The city would also use up to $30 million to buy or rehabilitate existing units for use as affordable housing for low- and moderate-income households, and up to $30 million to buy, build or rehabilitate housing for people experiencing street violence, domestic violence, sexual abuse and assault, human trafficking or other trauma relating to homelessness.

San Francisco’s policy is to control the amount of money it borrows by issuing new bonds only when existing ones are paid off. The city could increase property taxes to help pay off the new bonds, and landlords would be allowed to pass through to tenants up to 50% of the cost of any increase in taxes related to the bonds.

The controller’s office estimates that it would cost San Francisco $544.5 million to cover the principal and interest that the city would owe on $300 million in bonds. The office estimates that, on the high side, the cost to a homeowner with a residence assessed at $700,000 would be an additional $55 in property taxes annually.

All 11 members of the Board of Supervisors sponsored the measure and voted to place it on the ballot.

Proposition A proponents say the city needs money to meet state requirements and local goals for producing and preserving more affordable housing.

In 2022, median monthly rent for a two-bedroom apartment in San Francisco was $3,800, requiring an annual household income of $137,000 — which fewer than 40% of households took in that year — to be considered affordable, according to research compiled for the San Francisco Housing Element, which the city uses to guide housing strategy.

California set a requirement for San Francisco to add 46,598 units for households ranging from very low to moderate income by 2031. The city can build the housing or facilitate development by other entities, including private developers and nonprofit organizations.

The city expects to use up funds from housing bonds issued in 2015 and 2019 by 2028. The text of Proposition A notes the city’s difficulty in securing funding to meet its housing goals: “The economic environment for affordable housing has changed significantly in recent years, with state affordable housing funding programs becoming more competitive and severely oversubscribed, including the state’s allocation of volume cap for tax-exempt housing revenue bonds.”

A broad coalition joined Breed in signing the official statement supporting Proposition A, including Board of Supervisors President Aaron Peskin, the San Francisco Democratic County Central Committee, the San Francisco Labor Council, the Council of Community Housing Organizations, the San Francisco Council of District Merchants Associations, the San Francisco Bay Area Planning and Urban Research Association, Senior and Disability Action, United Educators of San Francisco, the San Francisco Women’s Political Committee and Mission Housing Development Corp.
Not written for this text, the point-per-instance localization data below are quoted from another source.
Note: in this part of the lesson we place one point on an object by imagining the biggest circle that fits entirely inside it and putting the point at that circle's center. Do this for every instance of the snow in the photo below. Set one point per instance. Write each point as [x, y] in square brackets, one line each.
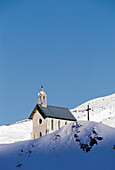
[18, 131]
[82, 145]
[102, 110]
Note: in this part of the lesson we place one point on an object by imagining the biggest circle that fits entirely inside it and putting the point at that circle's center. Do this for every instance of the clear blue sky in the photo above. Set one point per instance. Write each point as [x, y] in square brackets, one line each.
[68, 46]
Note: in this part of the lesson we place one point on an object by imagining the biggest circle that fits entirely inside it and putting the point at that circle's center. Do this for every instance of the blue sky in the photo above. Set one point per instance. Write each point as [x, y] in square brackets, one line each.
[68, 46]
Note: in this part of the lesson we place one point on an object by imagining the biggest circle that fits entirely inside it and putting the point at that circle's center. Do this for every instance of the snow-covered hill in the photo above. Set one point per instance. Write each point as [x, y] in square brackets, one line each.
[14, 132]
[82, 145]
[102, 110]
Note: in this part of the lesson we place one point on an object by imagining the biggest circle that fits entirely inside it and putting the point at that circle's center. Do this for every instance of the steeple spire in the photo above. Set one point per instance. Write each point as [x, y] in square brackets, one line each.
[42, 99]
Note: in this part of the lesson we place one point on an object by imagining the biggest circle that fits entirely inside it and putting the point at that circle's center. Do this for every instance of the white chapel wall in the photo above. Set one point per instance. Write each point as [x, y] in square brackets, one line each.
[45, 126]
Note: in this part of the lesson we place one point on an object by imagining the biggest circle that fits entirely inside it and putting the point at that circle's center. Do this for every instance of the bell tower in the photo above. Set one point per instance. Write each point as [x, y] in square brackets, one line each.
[42, 98]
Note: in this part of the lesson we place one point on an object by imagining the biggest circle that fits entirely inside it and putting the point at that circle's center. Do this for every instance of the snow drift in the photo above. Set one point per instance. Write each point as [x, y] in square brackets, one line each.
[82, 145]
[102, 110]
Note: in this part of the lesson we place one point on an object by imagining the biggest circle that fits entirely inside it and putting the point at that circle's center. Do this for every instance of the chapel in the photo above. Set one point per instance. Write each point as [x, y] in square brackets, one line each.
[47, 118]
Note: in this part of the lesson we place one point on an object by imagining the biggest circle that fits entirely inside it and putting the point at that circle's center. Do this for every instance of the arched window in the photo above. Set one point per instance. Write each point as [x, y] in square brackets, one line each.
[59, 124]
[52, 124]
[43, 99]
[40, 134]
[40, 121]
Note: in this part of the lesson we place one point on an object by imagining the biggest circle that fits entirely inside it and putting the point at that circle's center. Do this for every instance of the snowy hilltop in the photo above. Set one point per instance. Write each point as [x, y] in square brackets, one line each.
[18, 131]
[80, 145]
[102, 110]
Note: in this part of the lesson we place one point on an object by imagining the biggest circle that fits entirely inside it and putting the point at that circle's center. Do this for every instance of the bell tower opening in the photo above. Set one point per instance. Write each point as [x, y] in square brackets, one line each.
[42, 98]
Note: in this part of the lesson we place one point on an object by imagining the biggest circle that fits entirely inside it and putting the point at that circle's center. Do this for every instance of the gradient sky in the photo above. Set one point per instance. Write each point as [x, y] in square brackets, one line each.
[68, 46]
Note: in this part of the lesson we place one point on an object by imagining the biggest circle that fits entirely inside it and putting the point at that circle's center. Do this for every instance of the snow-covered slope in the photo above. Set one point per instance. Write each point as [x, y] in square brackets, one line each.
[102, 110]
[18, 131]
[82, 145]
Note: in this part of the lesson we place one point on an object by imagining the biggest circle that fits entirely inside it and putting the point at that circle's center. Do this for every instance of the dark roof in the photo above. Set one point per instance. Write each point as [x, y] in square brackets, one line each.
[53, 112]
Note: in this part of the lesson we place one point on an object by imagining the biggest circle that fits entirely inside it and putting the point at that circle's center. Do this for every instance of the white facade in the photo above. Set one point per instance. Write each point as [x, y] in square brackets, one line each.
[43, 126]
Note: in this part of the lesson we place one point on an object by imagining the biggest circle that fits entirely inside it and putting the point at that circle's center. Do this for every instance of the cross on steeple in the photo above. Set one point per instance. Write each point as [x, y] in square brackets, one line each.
[88, 109]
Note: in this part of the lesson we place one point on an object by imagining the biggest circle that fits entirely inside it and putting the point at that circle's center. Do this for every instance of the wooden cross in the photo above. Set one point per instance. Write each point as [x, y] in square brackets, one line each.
[88, 109]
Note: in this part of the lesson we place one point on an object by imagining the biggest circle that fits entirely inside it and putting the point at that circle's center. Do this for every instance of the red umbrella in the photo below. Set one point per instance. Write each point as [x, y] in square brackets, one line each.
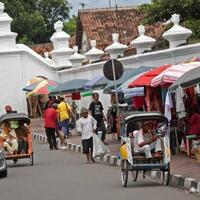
[145, 79]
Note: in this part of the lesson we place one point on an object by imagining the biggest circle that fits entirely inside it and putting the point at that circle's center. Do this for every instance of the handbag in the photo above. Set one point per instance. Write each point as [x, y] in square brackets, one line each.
[70, 113]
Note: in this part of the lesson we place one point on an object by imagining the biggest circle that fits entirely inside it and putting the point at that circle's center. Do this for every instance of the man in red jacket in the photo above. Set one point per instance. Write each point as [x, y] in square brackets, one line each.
[50, 123]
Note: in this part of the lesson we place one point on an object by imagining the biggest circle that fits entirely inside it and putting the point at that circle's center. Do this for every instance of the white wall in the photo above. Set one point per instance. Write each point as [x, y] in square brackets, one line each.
[17, 67]
[151, 59]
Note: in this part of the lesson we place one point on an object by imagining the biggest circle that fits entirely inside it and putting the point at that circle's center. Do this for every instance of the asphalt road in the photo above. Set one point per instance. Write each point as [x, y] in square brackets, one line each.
[58, 175]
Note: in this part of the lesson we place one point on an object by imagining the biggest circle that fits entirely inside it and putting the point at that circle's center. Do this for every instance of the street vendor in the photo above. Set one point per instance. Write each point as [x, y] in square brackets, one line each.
[10, 138]
[194, 123]
[145, 141]
[22, 135]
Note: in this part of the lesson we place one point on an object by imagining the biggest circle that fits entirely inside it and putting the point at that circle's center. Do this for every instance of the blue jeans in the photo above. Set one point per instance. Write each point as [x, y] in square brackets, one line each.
[65, 126]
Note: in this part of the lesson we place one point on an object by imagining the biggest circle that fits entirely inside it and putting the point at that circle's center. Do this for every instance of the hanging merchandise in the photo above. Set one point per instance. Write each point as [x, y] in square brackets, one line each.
[138, 102]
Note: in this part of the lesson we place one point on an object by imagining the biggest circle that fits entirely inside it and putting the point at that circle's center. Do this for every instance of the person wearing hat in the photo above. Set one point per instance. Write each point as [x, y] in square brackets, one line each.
[145, 141]
[87, 125]
[9, 109]
[50, 124]
[9, 136]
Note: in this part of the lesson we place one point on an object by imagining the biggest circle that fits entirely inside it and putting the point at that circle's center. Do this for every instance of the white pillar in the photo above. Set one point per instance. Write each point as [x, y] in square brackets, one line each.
[7, 38]
[177, 34]
[61, 52]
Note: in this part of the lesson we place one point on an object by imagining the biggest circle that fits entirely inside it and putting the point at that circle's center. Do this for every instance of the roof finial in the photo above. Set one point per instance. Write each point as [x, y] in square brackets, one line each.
[58, 26]
[175, 19]
[93, 43]
[1, 7]
[141, 30]
[115, 37]
[75, 49]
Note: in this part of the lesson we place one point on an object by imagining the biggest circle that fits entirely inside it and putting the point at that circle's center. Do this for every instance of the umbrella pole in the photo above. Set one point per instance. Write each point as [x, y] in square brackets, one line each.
[116, 96]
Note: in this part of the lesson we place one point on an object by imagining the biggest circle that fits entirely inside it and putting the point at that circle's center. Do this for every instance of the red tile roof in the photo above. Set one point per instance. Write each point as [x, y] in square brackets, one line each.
[99, 24]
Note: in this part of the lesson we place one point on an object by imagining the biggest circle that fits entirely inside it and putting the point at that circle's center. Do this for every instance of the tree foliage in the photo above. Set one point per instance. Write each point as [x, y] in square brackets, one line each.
[34, 20]
[161, 11]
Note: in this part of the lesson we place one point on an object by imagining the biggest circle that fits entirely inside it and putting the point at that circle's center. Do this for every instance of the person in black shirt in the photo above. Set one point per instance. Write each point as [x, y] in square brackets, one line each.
[96, 110]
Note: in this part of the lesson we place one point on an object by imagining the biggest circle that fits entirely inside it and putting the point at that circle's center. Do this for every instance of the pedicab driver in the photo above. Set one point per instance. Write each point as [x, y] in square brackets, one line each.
[145, 141]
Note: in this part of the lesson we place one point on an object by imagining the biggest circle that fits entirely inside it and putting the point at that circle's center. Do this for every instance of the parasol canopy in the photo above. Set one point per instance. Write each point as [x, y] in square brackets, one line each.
[145, 78]
[171, 74]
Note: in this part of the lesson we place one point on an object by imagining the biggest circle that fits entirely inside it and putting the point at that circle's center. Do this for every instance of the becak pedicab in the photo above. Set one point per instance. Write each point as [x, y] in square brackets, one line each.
[146, 147]
[16, 137]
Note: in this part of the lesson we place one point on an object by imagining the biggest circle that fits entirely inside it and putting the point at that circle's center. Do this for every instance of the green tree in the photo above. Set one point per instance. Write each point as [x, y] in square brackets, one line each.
[34, 20]
[161, 11]
[70, 26]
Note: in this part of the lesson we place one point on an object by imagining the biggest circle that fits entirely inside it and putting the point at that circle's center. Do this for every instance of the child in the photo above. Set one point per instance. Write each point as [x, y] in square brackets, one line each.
[87, 125]
[10, 138]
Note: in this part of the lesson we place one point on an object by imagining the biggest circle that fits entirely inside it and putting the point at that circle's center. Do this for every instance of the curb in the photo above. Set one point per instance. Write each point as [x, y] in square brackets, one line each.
[188, 184]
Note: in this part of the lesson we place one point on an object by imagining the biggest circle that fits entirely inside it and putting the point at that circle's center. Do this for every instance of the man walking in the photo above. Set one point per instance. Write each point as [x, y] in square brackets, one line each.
[50, 120]
[96, 110]
[64, 111]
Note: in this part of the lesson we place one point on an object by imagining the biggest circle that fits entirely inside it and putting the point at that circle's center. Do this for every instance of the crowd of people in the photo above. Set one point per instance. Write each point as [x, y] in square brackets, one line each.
[59, 116]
Additional organizations submitted paid arguments in favor of the measure, including the Council of Community Housing Organizations, the Bill Sorro Housing Program, the Chinatown Community Development Center, the Haight Ashbury Neighborhood Council, Mercy Housing California, Mission Housing Development Corp., the Non-Profit Housing Association of Northern California, the Richmond District Democratic Club, the San Francisco Housing Accelerator Fund, the San Francisco Housing Development Corp., the San Francisco Human Services Network and the Tenderloin Neighborhood Development Corp.

Larry Marso submitted the official statement opposing the measure: “The Mayor and Board of Supervisors have embraced insane state mandates to build 82,000 new San Francisco homes over 5 years. Their plan changes the character of every neighborhood, buldozes [sic] the West Side, and brings poverty, drugs, crime and homelessness to a street corner near you.”

In his rebuttal to the proponents’ supporting statement, Marso, a Nob Hill resident, technology executive, attorney and mergers and acquisitions advisor, added that San Francisco should fight state affordable housing construction mandates.

The Citizens’ General Obligation Bond Oversight Committee would oversee and audit spending of the bond funds to ensure that they are used as intended.

This measure requires at least two-thirds affirmative votes to pass.

A “yes” vote means you want the city to issue $300 million in general obligation bonds to construct, develop, acquire or rehabilitate affordable housing in San Francisco.

A “no” vote means you do not want the city to issue $300 million in general obligation bonds to fund affordable housing.